Il n’en va pas de même pour « I’m So Free », encore un morceau vif et enlevé. « Yes, I am mother nature’s son / And I’m the only one ». Quelques minutes d’euphorie pure avec encore un texte riche et une poésie de la plus belle eau. L’euphorie avant une nouvelle déprime ?

Et un au revoir radieux avec « Goodnight Ladies » qu’il chante d’une voix de crooner. Le rideau tombe et la lumière s’éteint dans une bouffée mélancolique pour un samedi soir solitaire. Une petite cérémonie des adieux après nous avoir fait vivre des moments de grâce. Merci Lou.

De Transformer, c’est encore l’écrivain Nick Toshes, à l’époque journaliste à Rolling Stone (janvier 1973), qui en parlera le mieux : « Reed lui-même dit qu’il pense que l’album est génial. Je ne pense pas qu’il soit aussi bon que ce qu’il est capable de faire. Il semble avoir les capacités de proposer de la musique vraiment dangereuse et puissante, des trucs avec lesquels des gens comme Mick Jagger et David Bowie n’ont fait que se frotter les genoux ». Sévère, mais finalement plus qu’élogieux. Berlin, un an après, n’aura pas tout à fait les mêmes vertus mélodiques mais nous emmènera beaucoup plus loin dans la noirceur et le désespoir. Un album que le critique de Rock & Folk Yves Adrien qualifiera de « Sergent Pepper’s du sopor ».
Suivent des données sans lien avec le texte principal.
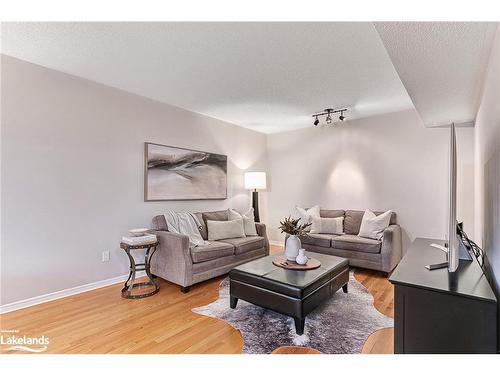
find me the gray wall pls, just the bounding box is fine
[266,109,475,252]
[0,56,268,305]
[0,52,484,309]
[474,26,500,344]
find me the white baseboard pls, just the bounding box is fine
[0,271,146,314]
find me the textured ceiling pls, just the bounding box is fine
[1,22,414,133]
[2,22,497,132]
[375,22,498,127]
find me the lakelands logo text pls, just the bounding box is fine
[0,330,49,353]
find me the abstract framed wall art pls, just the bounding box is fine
[144,142,227,201]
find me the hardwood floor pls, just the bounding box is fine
[353,268,395,354]
[0,246,394,354]
[361,328,394,354]
[353,268,394,318]
[1,275,242,354]
[272,346,321,354]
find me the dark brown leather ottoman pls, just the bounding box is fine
[229,252,349,335]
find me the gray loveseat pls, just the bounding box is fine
[299,209,402,274]
[151,210,269,292]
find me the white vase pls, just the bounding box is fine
[285,235,301,261]
[296,248,308,265]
Après un live prodigieux (Rock’n’roll Animal), Lou Reed nous servira un bien pâle Sally can’t dance avant ses expérimentations électro-acoustiques et ses interviews fleuves avec Lester Bangs reproduites dans Creem Magazine, en 1975. Lou Reed croyait avoir trouvé le saint Graal avec son inaudible Metal machine music  et insultait tout ce qui n’était pas lui, dans le show-biz et ailleurs. La mégalomanie, cette forme vaniteuse de la paranoïa, et l’hubris s’étaient emparés de lui et, c’est bien connu, « les dieux rendent fous ceux qu’ils veulent perdre ».

Il se ressaisira avec Coney Island baby, en janvier 1976 avant une nouvelle série d’albums variant entre le moyen et le médiocre. Et avant la résurrection inespérée avec l’immense New York en février 1989, Songs for Drella (avec John Cale) en 1990 et le sépulcral Magic and loss en 1992.

Il mourra le 27 octobre 2013, un dimanche de pluie, du rejet d’une greffe du foi après une cirrhose, car il ne faisait pas que prendre des pilules multicolores. Mandrax et tequila ou whisky et Valium. Cocktails létaux. Goodnight Lou, où que tu sois, probablement en enfer entre Lennon et Bowie.